Graph Attention Networks use attention mechanisms. They learn importance of neighbors. They adapt to different graph structures. They improve performance on many tasks.
GraphSAGE samples and aggregates neighbors. It works for large graphs. It generalizes to unseen nodes. It enables inductive learning.
Diffusion models generate data through iterative denoising. Forward process adds noise. Reverse process removes noise. They generate high-quality images and audio.
The diagram shows diffusion process. Forward adds noise gradually. Reverse removes noise iteratively. Generates new samples. Works for images and audio.
Detailed Diffusion Model Implementation
Diffusion models learn to reverse noise process. Forward process adds Gaussian noise. q(x_t | x_{t-1}) = N(x_t; √(1-β_t)x_{t-1}, β_t I). β_t is noise schedule. It increases over time. Eventually data becomes pure noise.
Reverse process learns to denoise. p_θ(x_{t-1} | x_t) predicts previous step. Model learns to predict noise. It subtracts predicted noise. It recovers original data.

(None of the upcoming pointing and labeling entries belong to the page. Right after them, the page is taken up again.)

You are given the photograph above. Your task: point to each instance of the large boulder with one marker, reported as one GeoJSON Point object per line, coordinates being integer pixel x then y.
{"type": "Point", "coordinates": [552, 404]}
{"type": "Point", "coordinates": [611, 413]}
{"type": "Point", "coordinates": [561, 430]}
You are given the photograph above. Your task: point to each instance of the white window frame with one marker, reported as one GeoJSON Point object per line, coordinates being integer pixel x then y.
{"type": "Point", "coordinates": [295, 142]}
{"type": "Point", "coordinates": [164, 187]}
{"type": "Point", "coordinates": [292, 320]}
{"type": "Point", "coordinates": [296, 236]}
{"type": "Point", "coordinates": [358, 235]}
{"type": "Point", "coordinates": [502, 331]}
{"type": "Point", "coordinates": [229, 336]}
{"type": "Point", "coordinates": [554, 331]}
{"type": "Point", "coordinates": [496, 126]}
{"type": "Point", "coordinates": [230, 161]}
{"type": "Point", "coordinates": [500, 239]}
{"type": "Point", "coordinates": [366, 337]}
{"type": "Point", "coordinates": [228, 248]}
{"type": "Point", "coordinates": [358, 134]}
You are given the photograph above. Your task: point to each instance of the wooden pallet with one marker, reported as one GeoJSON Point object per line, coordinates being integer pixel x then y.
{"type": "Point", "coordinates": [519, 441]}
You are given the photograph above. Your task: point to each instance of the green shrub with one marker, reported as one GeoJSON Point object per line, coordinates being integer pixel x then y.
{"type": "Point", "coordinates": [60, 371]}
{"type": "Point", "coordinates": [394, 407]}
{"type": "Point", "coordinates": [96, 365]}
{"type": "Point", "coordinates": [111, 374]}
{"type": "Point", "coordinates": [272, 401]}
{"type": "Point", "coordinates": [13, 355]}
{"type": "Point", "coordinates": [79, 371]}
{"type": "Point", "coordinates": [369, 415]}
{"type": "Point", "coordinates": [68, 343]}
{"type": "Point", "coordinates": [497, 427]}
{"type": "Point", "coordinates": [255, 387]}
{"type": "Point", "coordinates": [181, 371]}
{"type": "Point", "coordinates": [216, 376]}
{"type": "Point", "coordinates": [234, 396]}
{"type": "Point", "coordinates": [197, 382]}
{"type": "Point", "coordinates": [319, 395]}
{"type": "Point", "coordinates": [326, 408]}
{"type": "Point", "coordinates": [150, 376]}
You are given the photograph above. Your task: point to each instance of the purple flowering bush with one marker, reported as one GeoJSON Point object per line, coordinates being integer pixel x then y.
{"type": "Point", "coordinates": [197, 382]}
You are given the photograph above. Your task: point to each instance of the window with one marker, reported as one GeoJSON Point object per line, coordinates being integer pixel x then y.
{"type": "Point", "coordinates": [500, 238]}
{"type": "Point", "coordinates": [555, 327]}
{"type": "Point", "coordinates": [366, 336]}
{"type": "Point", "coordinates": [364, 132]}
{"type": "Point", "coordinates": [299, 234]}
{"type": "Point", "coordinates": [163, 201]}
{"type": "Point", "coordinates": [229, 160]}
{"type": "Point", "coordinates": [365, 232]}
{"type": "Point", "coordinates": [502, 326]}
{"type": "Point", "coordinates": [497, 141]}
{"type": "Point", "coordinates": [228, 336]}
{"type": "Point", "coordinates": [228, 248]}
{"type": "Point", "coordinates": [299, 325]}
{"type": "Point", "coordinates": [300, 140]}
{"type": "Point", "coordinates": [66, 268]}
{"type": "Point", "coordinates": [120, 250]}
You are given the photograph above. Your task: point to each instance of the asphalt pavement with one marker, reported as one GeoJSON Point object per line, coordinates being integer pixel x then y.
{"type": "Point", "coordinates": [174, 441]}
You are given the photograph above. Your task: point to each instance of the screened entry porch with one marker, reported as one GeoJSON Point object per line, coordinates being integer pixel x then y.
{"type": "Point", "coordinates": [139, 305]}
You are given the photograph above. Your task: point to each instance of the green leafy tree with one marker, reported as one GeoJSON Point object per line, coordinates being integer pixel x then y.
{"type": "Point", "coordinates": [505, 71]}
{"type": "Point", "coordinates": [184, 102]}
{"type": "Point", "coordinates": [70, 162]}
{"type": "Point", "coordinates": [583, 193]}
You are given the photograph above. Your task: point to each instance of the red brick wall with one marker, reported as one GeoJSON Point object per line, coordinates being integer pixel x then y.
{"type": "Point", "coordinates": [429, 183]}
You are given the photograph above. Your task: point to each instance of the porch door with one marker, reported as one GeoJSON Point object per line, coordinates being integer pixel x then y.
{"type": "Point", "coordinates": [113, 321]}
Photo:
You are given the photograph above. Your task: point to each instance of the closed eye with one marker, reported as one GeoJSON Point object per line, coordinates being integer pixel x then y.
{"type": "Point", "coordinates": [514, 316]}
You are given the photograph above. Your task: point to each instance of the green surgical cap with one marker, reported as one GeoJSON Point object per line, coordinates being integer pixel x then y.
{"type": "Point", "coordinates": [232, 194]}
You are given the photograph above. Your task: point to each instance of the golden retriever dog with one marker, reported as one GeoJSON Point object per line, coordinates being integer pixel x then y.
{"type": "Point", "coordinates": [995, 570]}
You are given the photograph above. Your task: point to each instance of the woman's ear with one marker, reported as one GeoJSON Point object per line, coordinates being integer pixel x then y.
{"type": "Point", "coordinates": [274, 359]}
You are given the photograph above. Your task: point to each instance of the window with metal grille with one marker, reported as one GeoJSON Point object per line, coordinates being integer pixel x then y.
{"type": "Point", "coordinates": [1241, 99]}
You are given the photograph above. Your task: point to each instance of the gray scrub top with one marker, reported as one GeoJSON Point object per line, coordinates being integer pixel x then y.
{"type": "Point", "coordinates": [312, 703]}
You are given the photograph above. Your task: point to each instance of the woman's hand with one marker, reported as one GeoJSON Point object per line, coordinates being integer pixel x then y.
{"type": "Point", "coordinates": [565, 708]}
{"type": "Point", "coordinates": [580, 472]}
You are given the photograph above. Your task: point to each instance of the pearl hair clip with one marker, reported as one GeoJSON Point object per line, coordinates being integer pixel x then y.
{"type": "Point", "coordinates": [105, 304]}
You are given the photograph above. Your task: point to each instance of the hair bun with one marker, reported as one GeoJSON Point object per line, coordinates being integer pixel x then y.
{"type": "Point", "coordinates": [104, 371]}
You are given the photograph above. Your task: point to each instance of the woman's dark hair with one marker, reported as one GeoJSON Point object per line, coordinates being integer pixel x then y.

Training objective minimizes noise prediction error. L = E[||ε - ε_θ(x_t, t)||²]. ε is actual noise. ε_θ is predicted noise. Model learns to predict noise at each timestep.
Reinforcement learning learns from interaction. Agents take actions. Environments provide rewards. Policies improve over time. Enables game playing and robotics.
The diagram shows RL loop. Agent observes state. Agent takes action. Environment provides reward. Agent updates policy. Process repeats for learning.
Detailed Reinforcement Learning Algorithms
Q-learning learns action-value function. Q(s, a) estimates expected return. It uses Bellman equation. Q(s, a) = r + γ max Q(s', a'). It learns optimal policy. It works for discrete actions.
Policy gradient methods learn policy directly. They maximize expected return. They use gradient ascent. They work for continuous actions. They require more samples.
Actor-critic combines value and policy methods. Actor learns policy. Critic learns value function. Critic guides actor updates. It reduces variance. It improves learning.
Experience replay stores past experiences. It breaks correlation between samples. It improves sample efficiency. It enables off-policy learning. It requires memory buffer.
Target networks stabilize learning. Separate network for target values. Target network updates slowly. It reduces training instability. It improves convergence.